Bear in mind, we haven't even mentioned goal-kicking. I hate Wilkinson's routine but when the ball sails smack between the uprights with such consistency then hang the aesthetics. Because of his two-footed ability to drop goals he is the finest exponent in that undervalued art there has ever been and it is one area where he lords it over the otherwise imperious Sexton.
If there is any justice, Wilkinson should travel as second-choice out-half, with Farrell next in line. All three should travel, with the cost of a third specialist in the position outweighed by the learning experience for the other two.

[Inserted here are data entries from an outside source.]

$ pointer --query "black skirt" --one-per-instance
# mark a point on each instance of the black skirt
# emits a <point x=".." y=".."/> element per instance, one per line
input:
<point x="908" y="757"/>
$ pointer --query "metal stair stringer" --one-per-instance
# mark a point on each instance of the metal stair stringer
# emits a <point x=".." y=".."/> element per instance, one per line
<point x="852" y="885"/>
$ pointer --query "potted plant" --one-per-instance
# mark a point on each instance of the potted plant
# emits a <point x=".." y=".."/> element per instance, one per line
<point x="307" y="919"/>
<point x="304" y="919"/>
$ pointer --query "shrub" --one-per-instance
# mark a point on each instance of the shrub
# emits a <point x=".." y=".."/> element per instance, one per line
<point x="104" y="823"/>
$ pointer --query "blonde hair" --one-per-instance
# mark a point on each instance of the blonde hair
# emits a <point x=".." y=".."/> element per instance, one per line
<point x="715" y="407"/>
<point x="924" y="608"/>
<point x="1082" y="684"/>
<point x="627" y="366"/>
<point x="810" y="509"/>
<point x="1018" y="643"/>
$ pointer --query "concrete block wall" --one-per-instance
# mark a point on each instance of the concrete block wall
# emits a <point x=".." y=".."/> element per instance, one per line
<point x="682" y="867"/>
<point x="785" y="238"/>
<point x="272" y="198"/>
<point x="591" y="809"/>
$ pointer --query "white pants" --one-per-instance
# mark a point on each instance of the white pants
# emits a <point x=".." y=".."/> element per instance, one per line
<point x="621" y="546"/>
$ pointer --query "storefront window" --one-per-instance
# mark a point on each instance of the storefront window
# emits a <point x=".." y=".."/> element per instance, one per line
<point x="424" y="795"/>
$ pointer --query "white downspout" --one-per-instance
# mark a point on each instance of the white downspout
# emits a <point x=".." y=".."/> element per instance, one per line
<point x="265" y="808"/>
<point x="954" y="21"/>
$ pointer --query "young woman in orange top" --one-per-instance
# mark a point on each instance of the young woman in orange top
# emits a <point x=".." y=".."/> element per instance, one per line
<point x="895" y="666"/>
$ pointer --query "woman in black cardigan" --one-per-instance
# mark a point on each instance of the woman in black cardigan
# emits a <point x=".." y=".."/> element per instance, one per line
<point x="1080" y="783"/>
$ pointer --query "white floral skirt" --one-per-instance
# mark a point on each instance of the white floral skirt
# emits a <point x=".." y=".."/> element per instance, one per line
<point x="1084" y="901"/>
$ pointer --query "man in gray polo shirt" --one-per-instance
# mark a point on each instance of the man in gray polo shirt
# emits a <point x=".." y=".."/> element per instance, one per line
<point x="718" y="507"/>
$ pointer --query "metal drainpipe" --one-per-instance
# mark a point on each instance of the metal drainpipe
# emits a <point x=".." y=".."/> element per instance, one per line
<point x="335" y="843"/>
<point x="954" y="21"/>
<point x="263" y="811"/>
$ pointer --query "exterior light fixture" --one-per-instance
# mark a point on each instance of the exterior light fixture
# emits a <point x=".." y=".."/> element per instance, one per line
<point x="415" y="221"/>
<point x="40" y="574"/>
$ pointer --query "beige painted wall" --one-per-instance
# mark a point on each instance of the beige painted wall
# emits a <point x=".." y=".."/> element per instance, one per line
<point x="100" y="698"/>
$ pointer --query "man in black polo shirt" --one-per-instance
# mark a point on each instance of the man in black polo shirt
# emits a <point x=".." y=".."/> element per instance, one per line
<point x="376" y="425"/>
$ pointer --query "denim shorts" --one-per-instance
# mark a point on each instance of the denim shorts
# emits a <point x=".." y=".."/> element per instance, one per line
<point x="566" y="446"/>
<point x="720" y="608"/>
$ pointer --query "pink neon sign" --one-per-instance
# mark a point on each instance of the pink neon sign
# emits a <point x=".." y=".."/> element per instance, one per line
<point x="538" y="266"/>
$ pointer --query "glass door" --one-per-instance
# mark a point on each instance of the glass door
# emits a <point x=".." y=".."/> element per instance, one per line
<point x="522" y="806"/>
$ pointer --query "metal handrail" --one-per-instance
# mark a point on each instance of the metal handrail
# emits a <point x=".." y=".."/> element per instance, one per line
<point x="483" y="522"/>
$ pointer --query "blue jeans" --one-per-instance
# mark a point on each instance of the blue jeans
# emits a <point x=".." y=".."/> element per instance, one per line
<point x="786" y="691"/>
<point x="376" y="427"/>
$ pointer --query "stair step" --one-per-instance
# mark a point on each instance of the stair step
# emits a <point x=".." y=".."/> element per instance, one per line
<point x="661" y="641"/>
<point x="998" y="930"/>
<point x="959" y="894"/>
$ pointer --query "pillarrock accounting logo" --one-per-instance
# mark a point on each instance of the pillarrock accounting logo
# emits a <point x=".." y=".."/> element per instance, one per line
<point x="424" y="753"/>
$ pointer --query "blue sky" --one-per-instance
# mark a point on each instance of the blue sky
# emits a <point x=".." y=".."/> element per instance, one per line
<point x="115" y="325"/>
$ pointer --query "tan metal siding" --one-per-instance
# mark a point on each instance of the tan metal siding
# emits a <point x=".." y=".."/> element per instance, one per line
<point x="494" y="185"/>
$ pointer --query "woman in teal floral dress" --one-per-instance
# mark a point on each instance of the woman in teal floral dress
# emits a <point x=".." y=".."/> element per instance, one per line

From an Irish perspective it makes for a fascinating selection. We are coming off our worst ever Six Nations results, but, on up-to-date form, allied to such an impressive comeback by so many of the post-Christmas walking wounded, the omens are good.
Form is fickle and in one fell swoop – losing badly to Wales at the Millennium – England have gone from odds-on to dominate the Lions squad to more likely their lowest divvy-out for some considerable time. How ironic if Wilkinson was to prove one of precious few English selections.
So, on the basis of all betting being suspended on the captain, Sam Warburton will lead a squad which could include as many as a dozen but more likely nine or 10 Irish Lions.
I like what I see and hear of Warburton as a leader but it is a big ask given it will be his first tour.
I am not wearing green-tinted glasses when I say that either of the Irish O's (O'Connell or O'Driscoll) would have made for a more pragmatic choice. Against that, Gatland does have the benefit of a working captain/coach relationship already in place.
Of the rest, and starting at the back, Rob Kearney should travel as No 2 to Six Nations Player of the Tournament Leigh Halfpenny. I'm not too sure the Ireland full-back gets the appreciation he deserves on these shores. He had a reasonable Six Nations, as one of the few consistent starters in a much weakened and largely disjointed Irish team.
Had they been available throughout the Six Nations, Tommy Bowe and Simon Zebo would have represented Declan Kidney's first-choice combination on the wings. With both Welsh wings (George North and Alex Cuthbert) set to travel, I suspect it will be Bowe and Zebo in that order if one or both get the nod.
O'Driscoll will be in the centre with Sexton one of two, I hope three, out-halves alongside Wilkinson and Farrell.
Mike Phillips and Ben Youngs look guaranteed at scrum-half with Gatland's call as to whether he sees a second Phillips (Conor Murray) or a second Youngs (Danny Care) as the most pressing need.
Having out-performed Care at the Stoop and put in another storming performance against Morgan Parra on Saturday, Murray is well deserving of the honour should it come his way.
Cian Healy should, on form, travel as first-choice No 1 with Rory Best surely one of the best three hookers in this season's Six Nations. Mike Ross will, on technical efficiency, make a play for tighthead although the demands of hard ground and fast tracks might tell against him as a specialist No 3.
O'Connell is nailed on, with Donnacha Ryan – our most consistent player in the Six Nations despite carrying injury – set for standby. Sean O'Brien and Jamie Heaslip should both make the back-row despite the myriad of options open to Gatland in this area.
Heaslip may have found his initial stint as Ireland captain trying but, despite unfair rumblings to the contrary, his defensive form and honesty of effort have never dipped. And with that attacking platform in place at Leinster, we saw against Biarritz the total package back in action.
Gatland's assistants cannot but have been impressed.
All told, that makes for 13 Ireland players – over a third of the squad – in the mix. Bear in mind that had Stephen Ferris been fully fit he too would have been on board.
A case too could be made for Ian Madigan in terms of impact utility but a spell in the States and Canada with a national squad minus Sexton and Ronan O'Gara will do him the world of good.